Methods and results: All documented 84 pts (52.5%, 70-75 y, group A), “young-elderly” & 76 (47.5%, 76-86 y, group B), “elderly-elderly”. Median ECOG 2 (0-3). Active or ex-smokers were 152 (95%), passive 8 (5%). Presentation symptoms: haemoptysis 59 (37%) total, 38 (45%) & 21 (28%) respectively, cough 46 (29%), 29 (35%) & 17 (22%) dyspnoea in 16 (10%), 7 (8%) & 9 (12%), chest discomfort in 9 (6%) L, 4 (5%) & 5 (7%), cervical lymphadenopathy in 13 (8%), 3 (4%) & 10 (13%), SVC in 12 (7.5%), 3 (4%) & 9 (12%), Pancoast 5 (3%) IIIB NSCLC, 3 (4%) & 2 (3%) respectively. Paraneoplastic: neuromyopathy, hypercalcemia, phlebitis, diabetes, SIADH in 1, 2, 1, 1 & 8 (5%) respectively. Adenoca 69(43%), SCC 49 (31%), large cell 8 (5%), adenoSC 16 (10%) & neuroendocrine 18 (11%). SCC & adenoSCC had 29 (35%) & 35 (46%), in A/B. Osteoarthropathy found in 61 (38%) pts, 33 (48%) adenoca vs. 28 (31%) with non. Stage IV 142 pts, metastatic in liver, bones, adrenal, lung, brain, 106 (75%), 88 (62%), 56 (39%), 42 (30%), 28 (20%).

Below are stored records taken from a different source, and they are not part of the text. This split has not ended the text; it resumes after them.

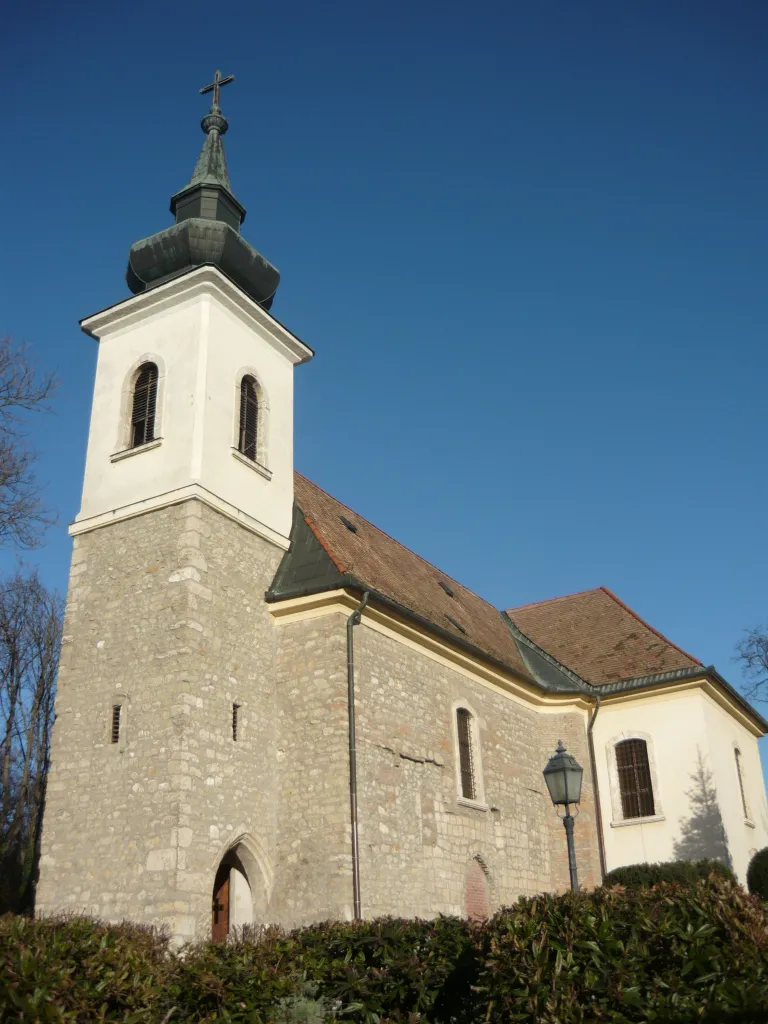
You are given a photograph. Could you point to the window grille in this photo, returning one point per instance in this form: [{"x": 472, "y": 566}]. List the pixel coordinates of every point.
[
  {"x": 116, "y": 710},
  {"x": 634, "y": 778},
  {"x": 249, "y": 418},
  {"x": 466, "y": 754},
  {"x": 144, "y": 404},
  {"x": 744, "y": 808}
]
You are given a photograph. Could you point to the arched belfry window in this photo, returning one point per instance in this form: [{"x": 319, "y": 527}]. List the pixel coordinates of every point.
[
  {"x": 144, "y": 404},
  {"x": 249, "y": 418},
  {"x": 635, "y": 782}
]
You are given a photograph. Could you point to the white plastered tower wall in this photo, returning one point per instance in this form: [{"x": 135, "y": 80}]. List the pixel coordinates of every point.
[
  {"x": 204, "y": 334},
  {"x": 174, "y": 547},
  {"x": 679, "y": 724}
]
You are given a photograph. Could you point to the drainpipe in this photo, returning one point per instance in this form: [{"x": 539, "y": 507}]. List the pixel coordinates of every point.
[
  {"x": 593, "y": 765},
  {"x": 351, "y": 623}
]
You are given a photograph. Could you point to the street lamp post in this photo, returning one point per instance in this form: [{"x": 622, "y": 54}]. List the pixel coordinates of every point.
[{"x": 563, "y": 777}]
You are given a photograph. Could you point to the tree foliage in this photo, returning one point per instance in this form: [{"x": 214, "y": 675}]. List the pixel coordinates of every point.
[
  {"x": 757, "y": 873},
  {"x": 30, "y": 639}
]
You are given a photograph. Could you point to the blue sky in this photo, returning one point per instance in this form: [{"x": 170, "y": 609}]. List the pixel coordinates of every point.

Comorbidities: Hypertension: 138 (86%), A/B: 68/73; COBD: 130 (81%), A/B: 66/64; DIABETES: 122 (76%), A/B: 56/66; Ischemic heart failure in 114 (71%), A/B: 54/60; Dyslipidemia: 86 (54%), A/B: 39/47; Low bone density: 71 (41%), A/B: 31/40; Hypothyroidism: 36 (22.5%), A/B: 20/16; Parkinson: 17 (11%), A/B: 9/8 ; ≥3 comorbidities had 36/84 (43%) & 41/76 (54%) pts of A/B; Elevated LDH in 131(81%), A/B: 67/64. Median creatinine: 1.5 mg/dL; A/B: 1.5 (1.1-1.9)/1.5 (0.9-2) mg/dL.
Conclusions: Elderly NSCLC pts: 1. Prior therapeutic decision evaluation of PS/comorbidities is hallmark; 2. Evaluation of medical comorbidities is crucial prior any therapeutic design.